In a bid to reduce injuries to pedestrians hit by cars, the European Union
is on track to introduce regulations forcing car makers to build vehicles
with higher hoods and fatter, boxier designs.
For companies like BMW, Mercedes-Benz, Audi and Saab, that may mean
replacing their elegantly sloping front ends with fatter, boxier designs.
"For automotive designers, it's a disaster," Robert Lutz, vice chairman of
product development at General Motors Corp., said at the Geneva auto show.
GM makes Saab and Opel vehicles. "Sports cars are going to look a little
strange," Mr. Lutz added.
Although the pedestrian-protection measures aren't expected to become
mandatory until 2010, most European car companies are already working on new
designs and technologies and may begin introducing them before then. Hoping
to attract safety-conscious buyers, Honda Motor Co. has already started to
alter its hood designs to protect pedestrians. Changes to the hood and
bumper would cost an estimated $50 to $100 per vehicle.

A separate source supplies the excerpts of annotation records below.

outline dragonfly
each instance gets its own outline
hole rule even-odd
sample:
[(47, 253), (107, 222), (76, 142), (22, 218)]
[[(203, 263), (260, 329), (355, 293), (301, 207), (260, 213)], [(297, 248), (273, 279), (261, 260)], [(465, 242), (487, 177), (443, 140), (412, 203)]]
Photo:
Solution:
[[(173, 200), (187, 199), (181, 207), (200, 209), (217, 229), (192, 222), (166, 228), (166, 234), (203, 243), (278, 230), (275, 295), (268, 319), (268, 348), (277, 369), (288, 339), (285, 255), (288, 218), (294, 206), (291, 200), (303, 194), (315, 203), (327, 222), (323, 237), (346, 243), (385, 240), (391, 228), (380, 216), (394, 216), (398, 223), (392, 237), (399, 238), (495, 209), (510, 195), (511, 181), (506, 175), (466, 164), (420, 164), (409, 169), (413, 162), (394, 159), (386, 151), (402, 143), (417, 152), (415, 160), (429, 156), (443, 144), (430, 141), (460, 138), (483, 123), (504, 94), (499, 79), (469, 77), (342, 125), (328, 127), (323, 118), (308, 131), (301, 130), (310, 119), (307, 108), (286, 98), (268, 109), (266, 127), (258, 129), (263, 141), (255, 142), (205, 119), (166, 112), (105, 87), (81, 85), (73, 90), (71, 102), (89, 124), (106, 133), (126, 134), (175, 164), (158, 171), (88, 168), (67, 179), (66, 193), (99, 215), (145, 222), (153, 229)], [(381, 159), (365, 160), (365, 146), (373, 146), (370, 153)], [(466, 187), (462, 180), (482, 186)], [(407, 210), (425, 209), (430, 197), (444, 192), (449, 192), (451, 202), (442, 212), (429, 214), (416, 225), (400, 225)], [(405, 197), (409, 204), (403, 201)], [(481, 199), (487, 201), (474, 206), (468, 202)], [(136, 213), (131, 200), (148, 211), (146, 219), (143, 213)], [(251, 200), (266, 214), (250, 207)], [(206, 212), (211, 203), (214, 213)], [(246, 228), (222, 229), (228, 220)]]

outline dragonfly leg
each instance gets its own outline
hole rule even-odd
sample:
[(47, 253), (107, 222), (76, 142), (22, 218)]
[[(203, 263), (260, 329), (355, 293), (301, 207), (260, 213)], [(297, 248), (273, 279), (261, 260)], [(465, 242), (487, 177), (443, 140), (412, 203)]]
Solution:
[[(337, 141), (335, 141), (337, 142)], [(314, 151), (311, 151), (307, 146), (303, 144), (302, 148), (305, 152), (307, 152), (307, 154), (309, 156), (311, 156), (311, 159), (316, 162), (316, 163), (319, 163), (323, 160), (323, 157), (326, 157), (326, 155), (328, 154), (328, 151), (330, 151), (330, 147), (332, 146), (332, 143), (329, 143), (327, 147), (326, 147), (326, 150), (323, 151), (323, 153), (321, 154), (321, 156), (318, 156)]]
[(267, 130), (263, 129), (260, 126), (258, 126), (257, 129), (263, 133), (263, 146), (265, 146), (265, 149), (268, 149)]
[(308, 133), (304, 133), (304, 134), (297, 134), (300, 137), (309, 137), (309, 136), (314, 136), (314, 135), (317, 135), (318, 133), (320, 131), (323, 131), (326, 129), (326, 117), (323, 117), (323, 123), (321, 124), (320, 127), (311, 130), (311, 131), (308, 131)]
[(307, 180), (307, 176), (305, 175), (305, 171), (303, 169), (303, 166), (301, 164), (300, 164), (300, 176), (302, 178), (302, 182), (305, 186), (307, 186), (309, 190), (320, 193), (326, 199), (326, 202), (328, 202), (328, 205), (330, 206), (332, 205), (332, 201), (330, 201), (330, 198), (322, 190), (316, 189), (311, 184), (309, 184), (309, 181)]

Customers in the U.S. will see the changes because DaimlerChrysler AG's
Mercedes unit, Bayerische Motoren Werke AG and Volkswagen AG and Europe's
other luxury car makers sell virtually identical vehicles around the world.
The U.S. units of auto makers like GM and DaimlerChrysler would be
unaffected by the changes.
Larger vehicles that already have thicker-looking front ends, such as
sport-utility vehicles and minivans, could probably accommodate the
regulations with little noticable change to their profiles, Mr. Lutz said.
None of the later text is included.